Most tornadoes have wind speeds less than 110 miles per hour, are about 76 metres across, and travel several kilometers before losing all its energy and dissipating. However, some extreme tornadoes can attain wind speeds of more than 300 miles per hour, stretch more than two miles across, and stay on the ground for more than 100 km!
These violent weather events can rip paths of destruction through towns and cities and kill large numbers of people.
Although, no two tornadoes are the same, they all need certain conditions before they can form – particularly intense heat.
- As the ground temperature increases, warm, wet air heats up and starts to rise.
- When this warm, moist, air meets cold dry air, it explodes upwards, puncturing the air layer above. At this stage a thunder cloud may begin to build.
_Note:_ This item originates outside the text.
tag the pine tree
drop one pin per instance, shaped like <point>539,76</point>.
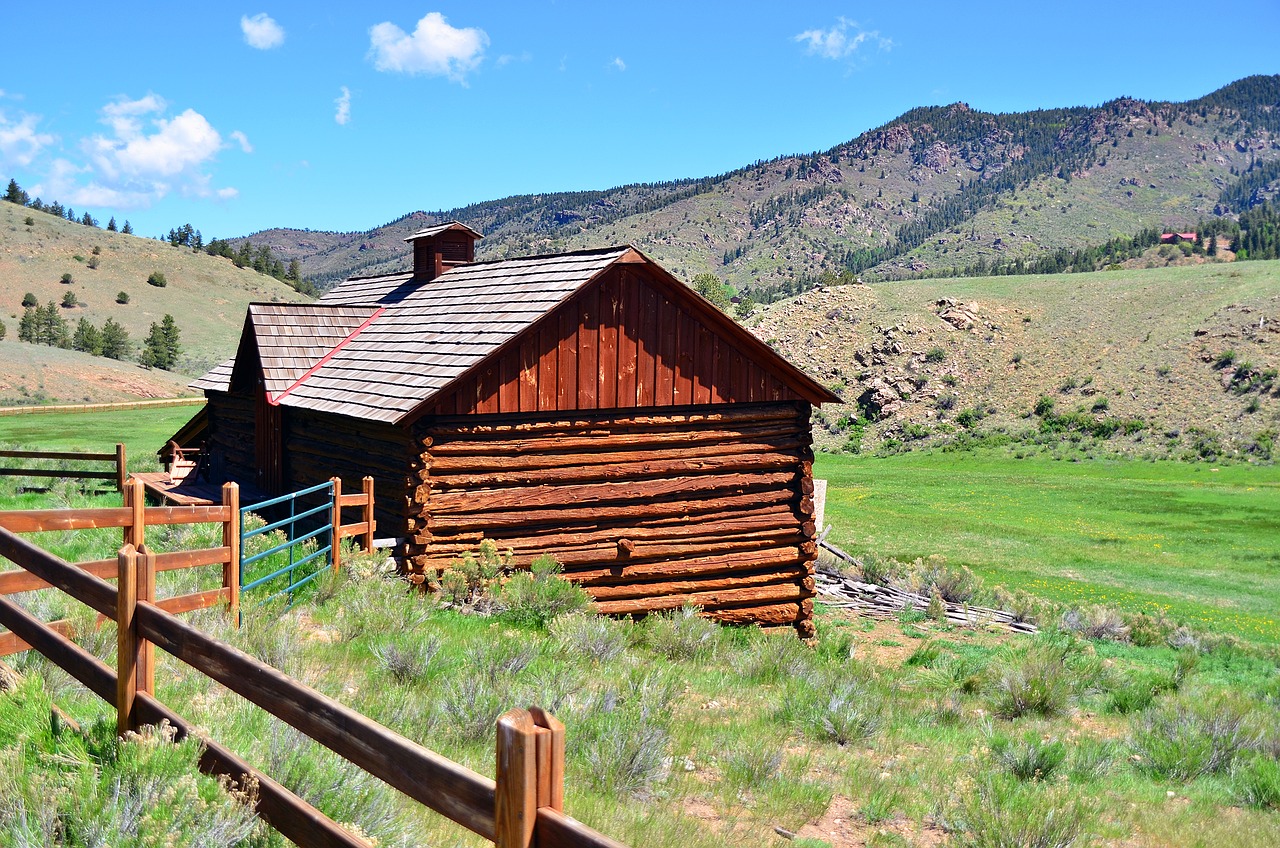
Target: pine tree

- This develops into a storm – there may be rain, thunder and lightning.
- Winds from different directions can case the upward moving air to rotate
- This forms the characteristic cone shape we associate with tornadoes.
Tornado Strength Scale
There are several scales for rating the strength of tornadoes. The Enhanced Fujita Scale (EFS) rates tornadoes by the amount of damage caused by the tornado. This is the most common rating scale used by most countries.
The Enhanced Fujita Scale splits tornado strength into six categories.
Tornadoes have been observed on every continent except Antarctica. However, the vast majority of tornadoes occur in the Tornado Alley region of the United States.